I am retired Air Force and have a service-connected disability as determined by the VA’s standards. When I retired back in 2000, it took (counts on fingers) about 6 1/2 months after my retirement date for the VA to make their determination as to whether I did indeed have a disability that was connected to my service and to what level that disability reached (30%, in my case). And this was with me submitting all the required paperwork at least 2 months before my retirement date, and maybe as much as 4 or 5 months beforehand (for a total of maybe 8 to 11 months).
In the first week of September 2013, after about a year of urging from my physicians, I submitted the required paperwork to have my disability level re-evaluated. Near the end of May 2014, the VA notified me that their re-evaluation had raised my level of disability to 50%. This is the magic number that allows me (and anyone with 50% or above) to receive full military retirement pay and full VA disability compensation pay. Below that, one receives only partial pay for both.
I stress again that the VA (not me and not my physicians) made this determination based on medical records and other relevant documents. This notification documentation then goes to DFAS (Defense Finance and Accounting Service) so that that office can raise my monthly military retirement pay appropriately and conduct an audit to determine if I’m owed any back-pay (which I am, all the way back to early September of last year, and from both sources).
From the day I received VA notification of my increased disability rating in the mail to the day I received a lump sum payment from DFAS in my bank account was about 3 1/2 weeks. Again, note that DFAS was the agency that conducted the audit (as decreed by government regulation and law), whatever that may mean, but I’m thinking it wasn’t a rubber-stamping–someone had to figure out how much was owed, taxes that would be taken out, etc. This audit was then forwarded to the VA, who will use it to determine the amount of back-pay the VA owes me.
Sounds simple, eh? Open and shut. After all, the VA just spent several months evaluating my case already, yes? So, one would think it would be a simple matter of reviewing the DFAS audit and the issuing of the appropriate back-pay. After all, the monthly VA pay I now receive was raised appropriately right away, so the VA accounting arm was on the ball in that regard.
Nope. After waiting 2 months with no word, I called my VA regional headquarters to make inquiries. I was told it would be at least 10 months (from my initial notification) before I would hear about the back-pay issue. I was dumbfounded at the wait and did a little online research. Seems that, yep, my case was put on the back end of the VA’s current backlog. Disability evaluations and accounting determinations are part of the same workload, I guess, done by the same agents.

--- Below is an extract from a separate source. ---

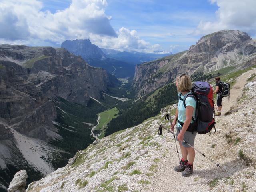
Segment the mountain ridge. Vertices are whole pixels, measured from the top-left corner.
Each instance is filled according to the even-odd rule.
[[[31,182],[53,171],[57,161],[66,161],[65,152],[52,143],[70,141],[61,135],[62,129],[75,131],[55,121],[67,113],[61,114],[61,102],[54,98],[85,105],[90,96],[99,99],[101,91],[118,82],[64,49],[0,45],[0,127],[4,133],[0,139],[1,186],[6,188],[19,169],[28,169]],[[77,124],[84,130],[92,127]],[[80,135],[92,143],[88,133]]]
[[[195,147],[221,168],[196,152],[194,173],[186,183],[180,173],[174,171],[178,161],[172,136],[165,131],[162,136],[158,134],[160,124],[170,126],[164,116],[174,111],[174,104],[140,125],[78,152],[65,167],[31,184],[27,191],[254,191],[256,78],[255,69],[237,78],[231,90],[236,106],[224,98],[223,112],[228,114],[216,118],[216,132],[196,137]]]
[[[241,69],[253,65],[256,59],[256,44],[247,34],[224,30],[202,37],[187,51],[137,65],[132,86],[140,97],[181,73],[207,74],[229,66]]]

I’ll stop to say right here that I know I am blessed. My particular disability allows me to live a mostly-problem-free life. I am receiving government assistance from not 1 but 2 government agencies, and unless the government collapses, this is unlikely to change in my lifetime.
My online research (take this with a grain of salt, as I did) related that in the past few years, the amount of workers thrown at the disability evaluation backlog has increased seven-fold, while the backlog itself has, in the same amount of time, actually doubled. There have been stories in the news of incompetence and worse at the highest levels in the VA, to include medical malfeasance as an ongoing way of doing business.
Apparently, all I or anyone can do is shake my head in disbelief and wait.